Ok, Sam, well lemme just throw it out there:
When my lil sis Andrea walked on, she had been experiencing some mental deficits and when I went to back to Cincinnati to celebrate graduating with my masters degree and I found her in a coma. She had had her pancreas removed 2 yrs before, and she was a brittle diabetic. Her glucose could swing from normal to zero in a heart beat. Anyway, She awoke a few days later in ICU, but she was severely brain damaged. The rub was that I had medical power of attorney, at least I thought I did. However, this really manipulative woman somehow convinced Andrea that I was not to be trusted (with what?) and Andrea signed over POA to her a few months before all this happened w/o me knowing. While in hospice for a week, waiting for her to die, all kinds of shifty shit went down. My neice (Alex)lost control of her mom's house and they ejected her asap. The weirdest part was the traumatic context in which this transpired. We camped out at hospice (me and Andea's 2 daughters and their cousin)and the woman who had POA was not around. Andrea kept coming out of a coma state and rallying, even speaking some words, tracking people with her eyes, even mimicking smiling and crying if you did the same where she could see you.
The woman with the POA told the girls that Andrea was "brain dead" and they looked to me to tell them how a brain dead person could, speak, smile, and cry. New territory for me even though I have had plenty of Neurology experience.
I could not keep her sedated enough w/o POA, and the girls freaked out when the standing order was to keep her comfortable.
It became apparent that we were gonna watch them dehydrate her until she passed, and that's what happened. There was no way to soften the reality for the girls so I just stayed there to be there. To make matters worse, my mother, if anybody remembers her chronic ill will and insanity, was in collusion with the woman with the medical POA. All in all a bad scene from which no one was left unscathed.
Now I have become surrogate dad/uncle to Alex, and to my surprise she is flourishing and she has made all of this easier by keeping me connected. So I guess Andrea did me a favor by giving me a great kid, after she did all the hard work. Funny how things go!
I have kept this to myself for way too long and it feels good just to toss it out there in front of people who know me. Thanx!
Hope that wasn't too much for ya'll.

-Best,
Rodney

Cranium Man said...

So what did the maninipulative woman get out of it? Money?
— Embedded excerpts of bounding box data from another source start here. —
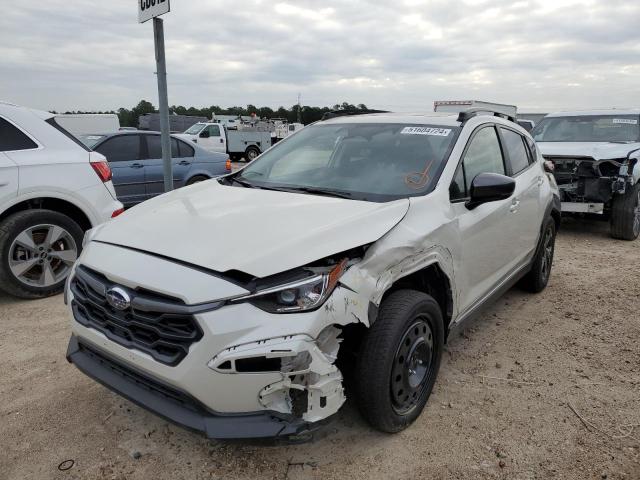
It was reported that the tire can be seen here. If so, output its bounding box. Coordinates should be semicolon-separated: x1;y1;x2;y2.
187;175;209;187
0;209;83;298
244;147;260;163
520;218;556;293
354;290;444;433
611;183;640;240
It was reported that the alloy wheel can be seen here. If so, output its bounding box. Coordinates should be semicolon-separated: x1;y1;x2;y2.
9;224;78;288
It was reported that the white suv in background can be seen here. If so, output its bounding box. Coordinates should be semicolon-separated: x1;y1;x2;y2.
65;111;560;438
0;102;123;298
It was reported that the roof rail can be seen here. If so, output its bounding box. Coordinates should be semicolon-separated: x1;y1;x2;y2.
458;107;516;123
320;110;389;121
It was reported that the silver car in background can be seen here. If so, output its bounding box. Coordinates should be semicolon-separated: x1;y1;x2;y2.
80;131;231;207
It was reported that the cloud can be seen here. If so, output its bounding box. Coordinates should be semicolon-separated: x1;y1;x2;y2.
0;0;640;111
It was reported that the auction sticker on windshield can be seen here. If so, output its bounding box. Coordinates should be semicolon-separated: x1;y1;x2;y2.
400;127;451;137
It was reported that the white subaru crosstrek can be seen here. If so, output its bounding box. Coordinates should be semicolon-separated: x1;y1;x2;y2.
0;102;122;298
65;111;560;438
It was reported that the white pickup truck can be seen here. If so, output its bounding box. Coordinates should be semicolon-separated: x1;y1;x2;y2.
176;122;273;162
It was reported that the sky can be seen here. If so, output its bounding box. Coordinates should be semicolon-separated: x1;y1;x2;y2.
0;0;640;112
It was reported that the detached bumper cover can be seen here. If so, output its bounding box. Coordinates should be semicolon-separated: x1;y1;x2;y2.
67;336;319;440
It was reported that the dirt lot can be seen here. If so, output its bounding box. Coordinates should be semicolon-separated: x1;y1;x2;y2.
0;221;640;479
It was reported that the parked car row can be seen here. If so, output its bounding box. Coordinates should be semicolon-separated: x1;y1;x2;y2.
79;131;231;207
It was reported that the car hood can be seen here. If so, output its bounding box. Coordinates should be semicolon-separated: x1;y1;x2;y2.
91;180;409;278
538;142;640;160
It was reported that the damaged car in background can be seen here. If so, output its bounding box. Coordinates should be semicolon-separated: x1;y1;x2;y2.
65;111;560;439
532;109;640;240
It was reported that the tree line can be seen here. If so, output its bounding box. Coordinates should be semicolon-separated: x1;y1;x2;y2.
58;100;376;127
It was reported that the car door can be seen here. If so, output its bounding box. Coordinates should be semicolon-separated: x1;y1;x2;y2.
450;125;519;314
94;133;147;207
198;125;227;153
498;126;543;261
144;134;193;198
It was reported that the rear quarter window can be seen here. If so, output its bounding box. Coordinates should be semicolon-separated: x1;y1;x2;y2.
0;117;38;152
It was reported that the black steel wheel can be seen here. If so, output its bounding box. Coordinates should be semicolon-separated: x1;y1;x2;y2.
611;184;640;240
390;315;434;415
354;290;444;433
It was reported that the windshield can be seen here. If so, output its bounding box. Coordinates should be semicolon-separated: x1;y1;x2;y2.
531;115;640;142
184;123;206;135
78;135;106;149
235;123;460;201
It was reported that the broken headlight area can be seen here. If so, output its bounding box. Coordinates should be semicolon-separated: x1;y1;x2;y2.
208;326;345;422
229;258;348;313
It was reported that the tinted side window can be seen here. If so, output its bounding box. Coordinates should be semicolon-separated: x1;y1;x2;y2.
171;137;180;158
96;135;140;162
144;135;162;158
464;127;504;192
525;137;538;163
209;125;220;137
500;128;529;175
178;140;195;157
449;127;505;200
145;135;185;159
0;118;38;152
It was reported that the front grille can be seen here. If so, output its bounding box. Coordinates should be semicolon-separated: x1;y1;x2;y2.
70;266;202;366
78;343;203;412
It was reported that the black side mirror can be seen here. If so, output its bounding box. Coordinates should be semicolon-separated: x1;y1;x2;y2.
465;173;516;210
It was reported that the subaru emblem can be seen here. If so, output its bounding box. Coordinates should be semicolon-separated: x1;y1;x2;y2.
107;287;131;310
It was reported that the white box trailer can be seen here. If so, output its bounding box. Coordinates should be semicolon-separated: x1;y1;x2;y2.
178;122;273;161
55;113;120;137
433;100;518;118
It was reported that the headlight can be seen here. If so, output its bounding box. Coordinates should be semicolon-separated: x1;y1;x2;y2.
230;259;347;313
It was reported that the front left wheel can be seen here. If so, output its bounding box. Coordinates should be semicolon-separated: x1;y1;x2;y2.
355;290;444;433
0;209;83;298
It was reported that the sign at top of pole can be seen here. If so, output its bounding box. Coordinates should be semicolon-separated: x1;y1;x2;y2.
137;0;171;23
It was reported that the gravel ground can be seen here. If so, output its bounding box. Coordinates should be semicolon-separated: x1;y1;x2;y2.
0;221;640;480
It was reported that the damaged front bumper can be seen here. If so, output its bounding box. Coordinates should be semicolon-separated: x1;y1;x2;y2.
67;335;321;440
66;242;367;438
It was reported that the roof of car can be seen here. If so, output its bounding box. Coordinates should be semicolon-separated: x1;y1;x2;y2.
89;130;171;137
322;112;460;127
547;108;640;117
0;100;55;120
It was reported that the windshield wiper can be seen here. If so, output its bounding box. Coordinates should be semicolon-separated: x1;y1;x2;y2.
231;177;260;188
272;187;353;199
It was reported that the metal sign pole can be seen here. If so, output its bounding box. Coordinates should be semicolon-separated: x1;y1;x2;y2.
153;17;173;192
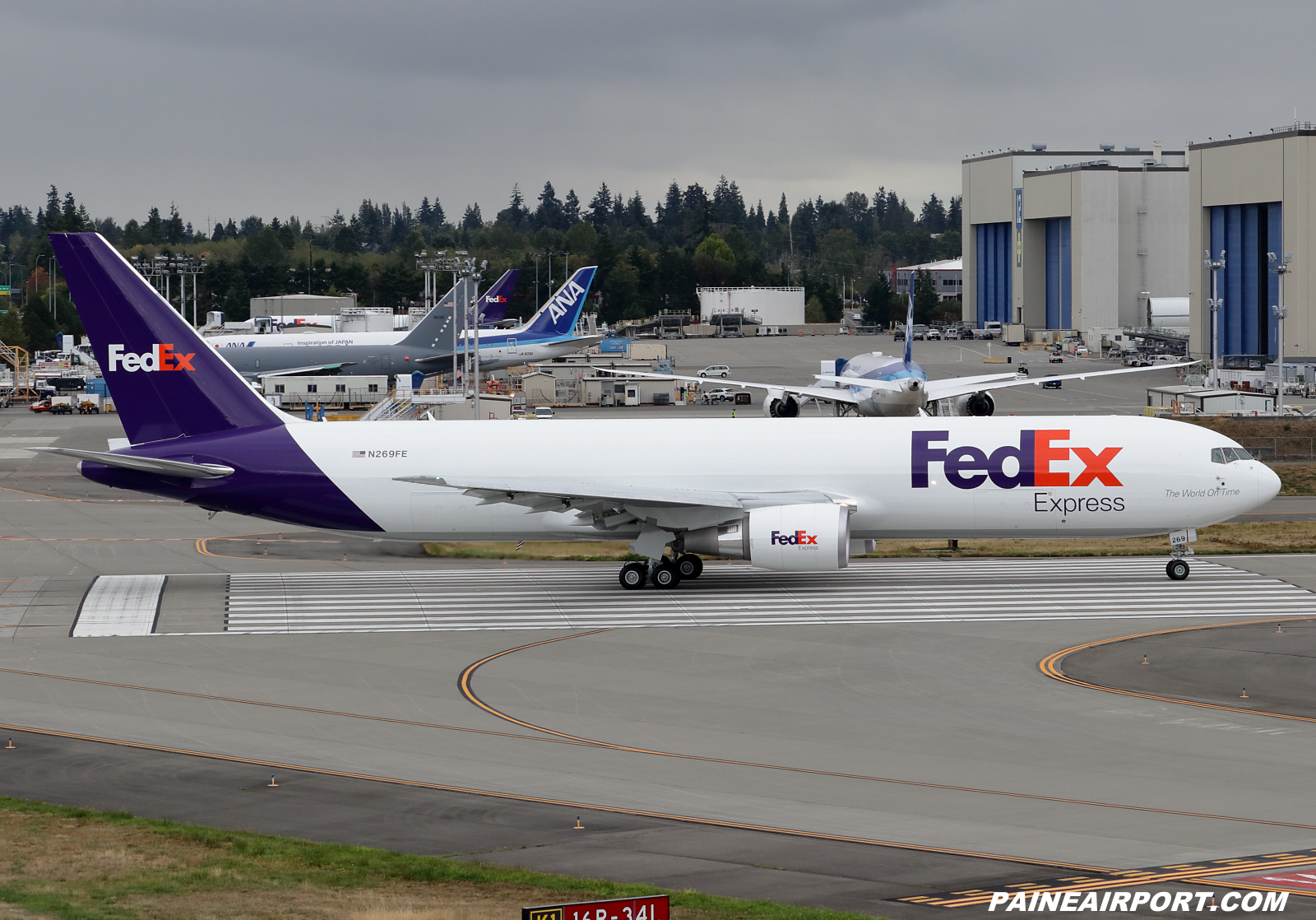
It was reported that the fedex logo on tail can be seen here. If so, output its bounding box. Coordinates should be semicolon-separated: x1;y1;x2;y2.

I'm glad you were there for those kids. s.

Anonymous said...

She got the moral highground and martyrdom as the only one that "really" loved Andrea or some such nonsense. She seemed to have some idea that I was a gangster or something. Maybe she saw my "religious mercenary" stuff from back in the deprogramming/Brandyberry/Detroit days. Who knows?
She was the real estate agent and got control of the property, and whatever $$ that came from it I guess. I was too busy dealing with Alex and Jenna, Andrea's daughters.